Since you are a writer, and you and I have a little relationship around your writing, although in no way to dismiss your sorrow, I will tell you that you end this post perfectly, the lack of language/structure being it exactly.

I am so sorry for your loss. And send you hugs and kisses on the top of your head.

esb said...

Yes, the ending is perfect.


And I keep wanting to respond with "Throw it in the river."

<3 <3 <3

Anonymous said...

MDF said...
http://dish.andrewsullivan.com/2013/07/06/faces-of-the-day-69/

Anonymous said...

Jacob said:

You honor Chuck's memory with this. A good cat.

Liz Rose Bowman said...

the ending note of -If they don't use his real name he won't be able to Really die- was really heartbreaking and really identifiable and just so fucking beautifully human.

Rachel said...

Oh, Lauren, my dear friend. I hate that this happened.

Amanda said...

I am so sorry, my gal. I am so, so sorry.

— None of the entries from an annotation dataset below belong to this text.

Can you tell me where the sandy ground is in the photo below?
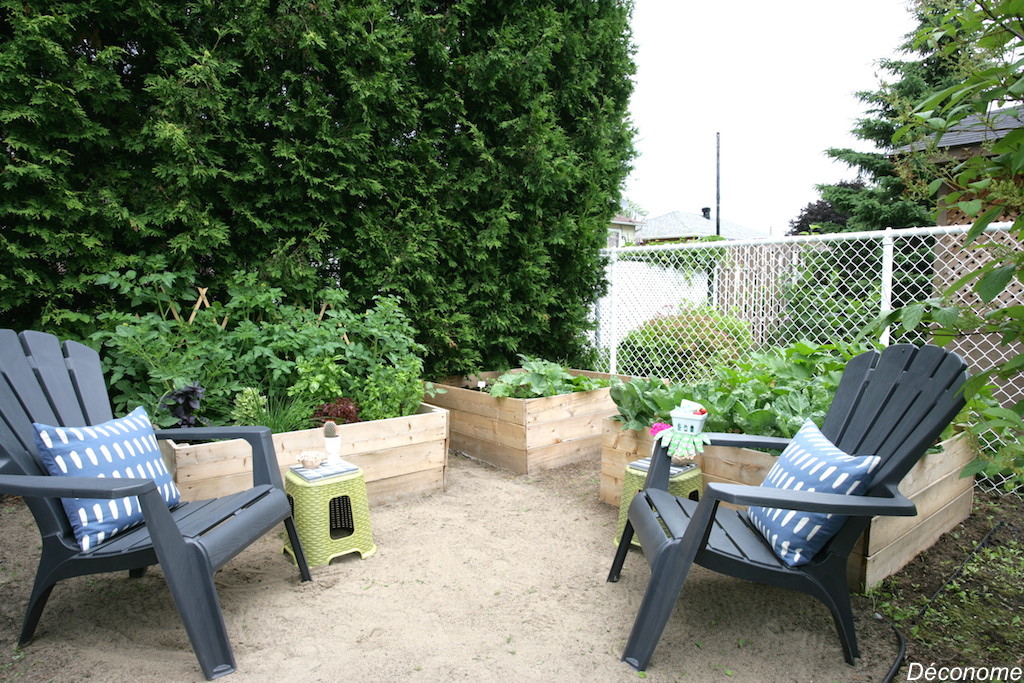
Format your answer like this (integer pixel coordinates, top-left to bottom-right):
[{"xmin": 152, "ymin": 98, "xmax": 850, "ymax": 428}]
[{"xmin": 0, "ymin": 456, "xmax": 896, "ymax": 683}]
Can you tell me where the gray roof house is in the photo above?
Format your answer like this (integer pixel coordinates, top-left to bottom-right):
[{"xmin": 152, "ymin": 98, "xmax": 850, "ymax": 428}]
[
  {"xmin": 637, "ymin": 210, "xmax": 768, "ymax": 244},
  {"xmin": 895, "ymin": 106, "xmax": 1024, "ymax": 225}
]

For what it's worth, I think Milton would tell you to throw it in the river.

17 beats. said...

thank you.

17 beats. said...

i have just read this for the third time. your writing about Chuck is not only beautiful but tremendously helpful and healing for ME. i hope it brought you the strength you were seeking. much love.

Celia said...

geez, lady, i am so sorry. i have to be honest... i couldn't read most of this because the lump in my throat was getting to be too painful, but i read everything that counts. what a lucky Chuck to have a mama like you.